Data Software Training Videos
SPSS (Cantonese)
Overview
1. Importing data
2. Descriptive Statistics
3. Outliers
4. Data Transformation
5. T-Tests
6. ANOVA
7. Regression
1. Importing data | 滙入數據
Importing Excel to SPSS
  • Space does not affect calculations
  • Read variable names (field names) from first row of Excel
  • Data View stores raw data
  • Variable View stores characteristics of the variables (data fields)
將 Excel 滙入 SPSS
  • 滙入步驟:File > Import Data > Excel
  • 從 Excel 首行讀取變量名稱 (欄位名稱)
  • Data View 記錄數據
  • Variable View 記錄變量 (欄位) 的特性
Checking and Enhancing Variable Information
  • Label stores variable descriptions for own reference
  • Values stores coding schemes (i.e., what numerical values you used to represent different qualitative answers)
  • Missing stores numerical values that you assigned to represent missing or irrelevant survey answers, which will not be included for calculations
  • Measure denotes how you want to measure a variable (i.e., Nominal, Ordinal, Scale)
  • Nominal data: data sequence is unimportant
  • Scale data: data sequence is important + the difference between data is measurable
  • Ordinal data: data sequence is important + the difference between data is not measurable
檢查及補充變量資料
  • Label 記錄變量的描述,供日後參考
  • Values 記錄編碼系統 (意即,你使用那些數值來代表那類答案)
  • Missing 記錄指定的數值,來代表留空或無關的問卷答案,它們不會被納入計算
  • Measure 記錄你想如何計算每一個變量 (可選 Nominal, Ordinal, 或 Scale)

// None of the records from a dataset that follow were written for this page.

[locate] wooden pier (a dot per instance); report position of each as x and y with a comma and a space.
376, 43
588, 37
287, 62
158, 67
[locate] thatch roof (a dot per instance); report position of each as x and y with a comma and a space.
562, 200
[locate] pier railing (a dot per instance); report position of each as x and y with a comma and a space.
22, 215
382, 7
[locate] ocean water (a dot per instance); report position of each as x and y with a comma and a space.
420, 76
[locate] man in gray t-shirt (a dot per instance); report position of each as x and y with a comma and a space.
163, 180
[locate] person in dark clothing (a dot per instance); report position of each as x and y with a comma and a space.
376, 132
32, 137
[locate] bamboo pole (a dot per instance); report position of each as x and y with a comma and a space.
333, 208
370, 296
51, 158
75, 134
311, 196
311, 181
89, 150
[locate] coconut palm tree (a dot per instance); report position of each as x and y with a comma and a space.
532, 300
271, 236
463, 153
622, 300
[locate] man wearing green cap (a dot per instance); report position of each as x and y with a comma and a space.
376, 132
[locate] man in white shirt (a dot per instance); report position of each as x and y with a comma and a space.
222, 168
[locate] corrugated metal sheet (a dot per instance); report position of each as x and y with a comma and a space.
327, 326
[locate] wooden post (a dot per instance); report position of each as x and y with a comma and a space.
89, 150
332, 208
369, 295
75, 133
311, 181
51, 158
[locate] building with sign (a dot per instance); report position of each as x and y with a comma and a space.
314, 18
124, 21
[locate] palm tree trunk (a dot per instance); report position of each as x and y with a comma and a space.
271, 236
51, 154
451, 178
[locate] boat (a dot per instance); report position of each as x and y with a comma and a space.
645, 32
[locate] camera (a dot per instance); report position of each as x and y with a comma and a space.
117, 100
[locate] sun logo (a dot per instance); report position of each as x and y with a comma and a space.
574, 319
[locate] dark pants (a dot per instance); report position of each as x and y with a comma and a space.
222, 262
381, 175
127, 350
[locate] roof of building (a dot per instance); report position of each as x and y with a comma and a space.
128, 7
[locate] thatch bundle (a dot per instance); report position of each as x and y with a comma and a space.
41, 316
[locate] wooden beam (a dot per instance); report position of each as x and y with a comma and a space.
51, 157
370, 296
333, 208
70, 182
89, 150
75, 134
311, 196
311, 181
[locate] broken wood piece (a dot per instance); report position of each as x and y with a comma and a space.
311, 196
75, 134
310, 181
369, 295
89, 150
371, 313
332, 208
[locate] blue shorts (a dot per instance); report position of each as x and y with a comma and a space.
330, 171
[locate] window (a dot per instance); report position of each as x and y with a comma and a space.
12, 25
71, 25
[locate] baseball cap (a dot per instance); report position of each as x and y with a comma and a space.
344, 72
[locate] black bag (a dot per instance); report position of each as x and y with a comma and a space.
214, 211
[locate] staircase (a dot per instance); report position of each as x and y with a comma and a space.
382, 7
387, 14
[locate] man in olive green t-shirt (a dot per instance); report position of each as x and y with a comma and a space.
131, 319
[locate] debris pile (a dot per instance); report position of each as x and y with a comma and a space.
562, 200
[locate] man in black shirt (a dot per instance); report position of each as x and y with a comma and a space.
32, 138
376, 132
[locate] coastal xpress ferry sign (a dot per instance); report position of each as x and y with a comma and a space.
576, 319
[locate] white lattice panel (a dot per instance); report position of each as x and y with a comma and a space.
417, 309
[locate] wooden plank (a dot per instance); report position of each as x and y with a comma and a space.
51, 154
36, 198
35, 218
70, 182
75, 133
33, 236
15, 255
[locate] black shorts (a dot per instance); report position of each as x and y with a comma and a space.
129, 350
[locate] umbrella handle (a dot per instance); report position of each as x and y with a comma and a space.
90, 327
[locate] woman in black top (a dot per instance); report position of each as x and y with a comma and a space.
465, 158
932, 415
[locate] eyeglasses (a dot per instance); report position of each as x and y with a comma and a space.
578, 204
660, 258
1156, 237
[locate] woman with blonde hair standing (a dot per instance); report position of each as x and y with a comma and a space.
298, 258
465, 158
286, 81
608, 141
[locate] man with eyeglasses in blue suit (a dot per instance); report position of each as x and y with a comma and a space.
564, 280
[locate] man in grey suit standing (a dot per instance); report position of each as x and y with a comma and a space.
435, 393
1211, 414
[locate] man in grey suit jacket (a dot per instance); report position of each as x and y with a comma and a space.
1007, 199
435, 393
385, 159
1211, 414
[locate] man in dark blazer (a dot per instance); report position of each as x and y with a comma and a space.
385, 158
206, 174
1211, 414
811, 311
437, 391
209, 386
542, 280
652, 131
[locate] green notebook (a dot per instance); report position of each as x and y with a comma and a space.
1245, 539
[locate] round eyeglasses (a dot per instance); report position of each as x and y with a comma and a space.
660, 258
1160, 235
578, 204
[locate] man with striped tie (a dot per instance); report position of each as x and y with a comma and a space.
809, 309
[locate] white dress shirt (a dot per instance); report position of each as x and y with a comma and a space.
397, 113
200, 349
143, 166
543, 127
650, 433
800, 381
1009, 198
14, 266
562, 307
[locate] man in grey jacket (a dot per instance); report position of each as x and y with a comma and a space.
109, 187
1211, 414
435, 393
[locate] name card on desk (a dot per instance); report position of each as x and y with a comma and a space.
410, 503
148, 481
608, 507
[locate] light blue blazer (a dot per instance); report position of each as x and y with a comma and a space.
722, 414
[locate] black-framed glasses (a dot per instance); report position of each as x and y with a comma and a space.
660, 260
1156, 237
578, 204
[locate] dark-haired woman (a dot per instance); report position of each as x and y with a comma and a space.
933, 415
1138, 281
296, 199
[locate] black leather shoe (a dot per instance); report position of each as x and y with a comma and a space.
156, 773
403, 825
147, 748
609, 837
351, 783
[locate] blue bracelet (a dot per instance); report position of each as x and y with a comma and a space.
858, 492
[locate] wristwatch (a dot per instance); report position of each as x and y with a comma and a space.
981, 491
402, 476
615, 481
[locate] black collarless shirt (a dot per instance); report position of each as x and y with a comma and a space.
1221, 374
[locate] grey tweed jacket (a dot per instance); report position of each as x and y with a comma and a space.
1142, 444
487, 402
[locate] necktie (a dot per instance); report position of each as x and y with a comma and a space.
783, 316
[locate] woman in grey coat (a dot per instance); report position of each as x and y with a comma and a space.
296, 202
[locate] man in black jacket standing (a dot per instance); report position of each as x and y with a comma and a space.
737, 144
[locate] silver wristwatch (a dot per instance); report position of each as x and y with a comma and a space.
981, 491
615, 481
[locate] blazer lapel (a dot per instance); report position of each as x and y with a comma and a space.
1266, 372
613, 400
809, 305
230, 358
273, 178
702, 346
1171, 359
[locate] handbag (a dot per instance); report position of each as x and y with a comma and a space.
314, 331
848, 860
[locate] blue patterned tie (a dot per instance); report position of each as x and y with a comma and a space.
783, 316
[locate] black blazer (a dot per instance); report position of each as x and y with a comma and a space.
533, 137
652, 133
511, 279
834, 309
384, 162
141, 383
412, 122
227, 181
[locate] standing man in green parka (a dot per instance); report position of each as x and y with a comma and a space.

  • Nominal data: 數據的順序沒重要性
  • Scale data: 數據的順序是重要的 + 數據的差異可被量度
  • Ordinal data: 數據的順序是重要的 + 數據的差異不可被量度
Overview
Next lesson
2. Descriptive Statistics | 描述統計
Analyzing Nominal and Ordinal data: Frequencies & Percentages
  • Procedures 1: Analyze > Descriptive Statistics > Frequencies
  • Procedures 2: Charts > Bar / Pie Charts > “Frequencies” as Chart Values > Check “Display frequency tables”
  • Under Frequencies, the 1st table shows the numbers of valid and missing values
  • The 2nd table shows the distribution of options
  • The calculation of Percent includes missing values
  • The calculation of Valid Percent and Cumulative Percent excludes missing values
  • Double click the chart to customize it
  • Procedures to add data labels: Elements > Show Data Labels
  • Double click a chart slice to change its layout
分析 Nominal 及 Ordinal 數據:頻率及百份比
  • 步驟 1:Analyze > Descriptive Statistics > Frequencies
  • 步驟 2:Charts > 棒/圓形圖 > Chart Values 選擇 “Frequencies” > 剔選 “Display frequency tables”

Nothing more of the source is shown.